I diari che, appunto, furono pubblicati nel 1978 in America riguardano però un periodo della vita di Carroll —  poeta, musicista e personaggio chiave della cosiddetta controcultura americana – molto precedente. Il racconto parte infatti dal 1963, quando cioè l’autore aveva tredici anni ed era un piccolo campione del basket newyorkese. La versione ufficiale vuole che siano effettivamente stati scritti da Carroll all’età di tredici anni e solo montati in seguito, ma di fronte alla compattezza stilistica, esempio caratteristico di prosa simil-spontanea di discendenza salingeriana, suona più probabile l’ipotesi che si tratti di un memoir scritto da Carroll anni dopo i fatti, emulando la voce di un se stesso ragazzino; un’ipotesi che tra l’altro lo rende anche più interessante sul piano letterario.

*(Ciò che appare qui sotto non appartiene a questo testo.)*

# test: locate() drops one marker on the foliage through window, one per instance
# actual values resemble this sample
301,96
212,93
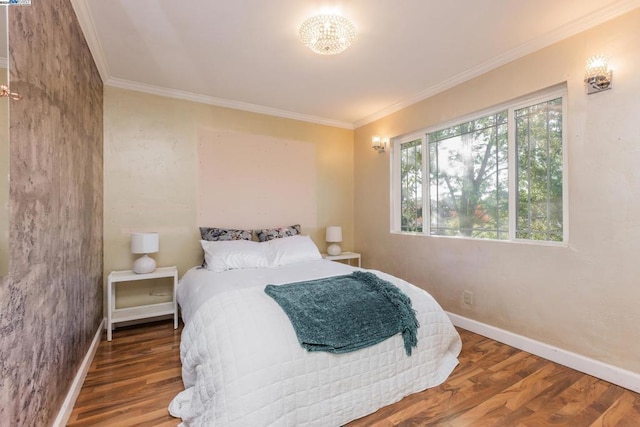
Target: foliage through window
411,185
475,188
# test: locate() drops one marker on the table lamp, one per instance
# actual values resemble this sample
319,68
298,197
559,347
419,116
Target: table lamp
334,236
144,243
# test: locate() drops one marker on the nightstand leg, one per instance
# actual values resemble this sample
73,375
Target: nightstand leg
175,302
109,309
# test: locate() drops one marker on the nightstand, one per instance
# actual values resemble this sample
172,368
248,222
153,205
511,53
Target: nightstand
117,315
348,256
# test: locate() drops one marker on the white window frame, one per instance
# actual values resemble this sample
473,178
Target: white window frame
395,158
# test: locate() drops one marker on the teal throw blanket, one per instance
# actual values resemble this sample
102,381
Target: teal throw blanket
346,313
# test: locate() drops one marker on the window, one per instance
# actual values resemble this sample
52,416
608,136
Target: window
411,185
497,176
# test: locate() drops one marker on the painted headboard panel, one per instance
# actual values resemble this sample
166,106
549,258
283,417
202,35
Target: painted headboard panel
250,181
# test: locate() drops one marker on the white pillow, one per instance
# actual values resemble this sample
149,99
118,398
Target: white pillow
224,255
290,250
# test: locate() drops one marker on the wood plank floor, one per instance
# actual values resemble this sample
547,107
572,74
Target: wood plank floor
134,377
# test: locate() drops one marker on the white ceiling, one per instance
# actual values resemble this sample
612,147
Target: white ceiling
246,53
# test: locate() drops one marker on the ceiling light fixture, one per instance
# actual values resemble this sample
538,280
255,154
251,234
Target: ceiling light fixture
327,34
598,74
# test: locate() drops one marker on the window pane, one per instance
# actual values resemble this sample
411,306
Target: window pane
411,185
468,179
539,171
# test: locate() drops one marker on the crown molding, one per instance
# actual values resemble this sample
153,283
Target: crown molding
83,13
81,8
222,102
598,17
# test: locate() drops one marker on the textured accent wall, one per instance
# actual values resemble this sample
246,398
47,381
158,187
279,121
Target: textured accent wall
51,300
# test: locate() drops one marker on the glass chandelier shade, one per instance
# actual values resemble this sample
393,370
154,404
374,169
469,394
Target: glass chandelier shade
327,34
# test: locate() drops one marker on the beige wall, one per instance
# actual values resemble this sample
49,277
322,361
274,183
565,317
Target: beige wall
583,297
152,171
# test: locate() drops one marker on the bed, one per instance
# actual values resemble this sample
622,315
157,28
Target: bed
242,364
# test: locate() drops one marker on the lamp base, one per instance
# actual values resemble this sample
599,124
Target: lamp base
145,264
334,249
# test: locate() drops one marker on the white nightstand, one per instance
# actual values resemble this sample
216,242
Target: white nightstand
116,315
348,256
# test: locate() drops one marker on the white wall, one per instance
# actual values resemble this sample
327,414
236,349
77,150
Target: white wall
583,297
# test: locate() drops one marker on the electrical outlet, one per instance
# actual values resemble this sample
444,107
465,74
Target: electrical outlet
467,297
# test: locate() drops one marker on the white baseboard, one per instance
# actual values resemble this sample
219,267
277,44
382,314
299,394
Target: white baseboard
610,373
76,386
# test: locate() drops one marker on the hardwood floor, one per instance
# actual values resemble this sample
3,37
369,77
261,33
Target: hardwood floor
134,377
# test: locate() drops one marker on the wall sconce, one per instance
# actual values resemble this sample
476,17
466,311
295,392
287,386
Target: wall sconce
379,144
598,75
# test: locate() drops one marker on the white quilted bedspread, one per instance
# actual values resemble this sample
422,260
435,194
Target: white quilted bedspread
243,366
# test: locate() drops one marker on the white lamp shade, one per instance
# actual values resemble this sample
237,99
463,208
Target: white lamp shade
334,234
144,243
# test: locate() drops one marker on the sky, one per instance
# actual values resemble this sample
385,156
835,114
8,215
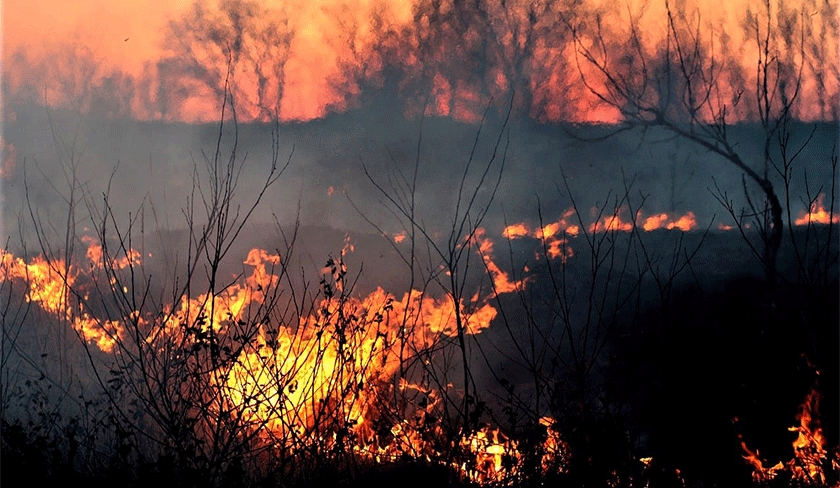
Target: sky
127,35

A leggerla oggi la storia ricorda le altre storie più o meno romanzate di adolescenti o pre-adolescenti tossici. Una normalissima vita piccolo borghese, la scuola, gli amici, le giornate in strada, lo sport e poi l’incontro con la droga, lo sprofondamento progressivo, i furtarelli, la violenza, le marchette, il riformatorio e poi il labirinto di cui non si trova l’uscita. Ma l’aspetto che rende il testo unico, oltre che simbolicamente americano, è una forma di schizofrenia interpretata dal personaggio Carroll. L’adolescente tossico, infatti, ha pessime frequentazioni e altrettanto pessime abitudini, ma è anche uno studente brillante, un aspirante poeta e un bravissimo giocatore di basket, almeno fin quando gli regge il fisico. In altre parole è un ragazzino che rappresenta la promessa di successo della società americana (la carriera scolastica, lo sport)  e al contempo porta dentro di sé i suoi antidoti (la poesia, la droga).

Se l’eroina si può leggere come una forma di premonizione della società competitiva che negli anni Sessanta-Settanta si andava strutturando, nei diari di Carroll ho trovato tra le righe la risposta più chiara alla domanda: perché l’immaginario dell’eroina è in grado di esercitare tanto fascino? E la risposta che mi sono dato è: perché sul piano politico l’eroina è la prima rivoluzione individuale della storia, mentre su quello estetico è l’ultimo respiro del romanticismo.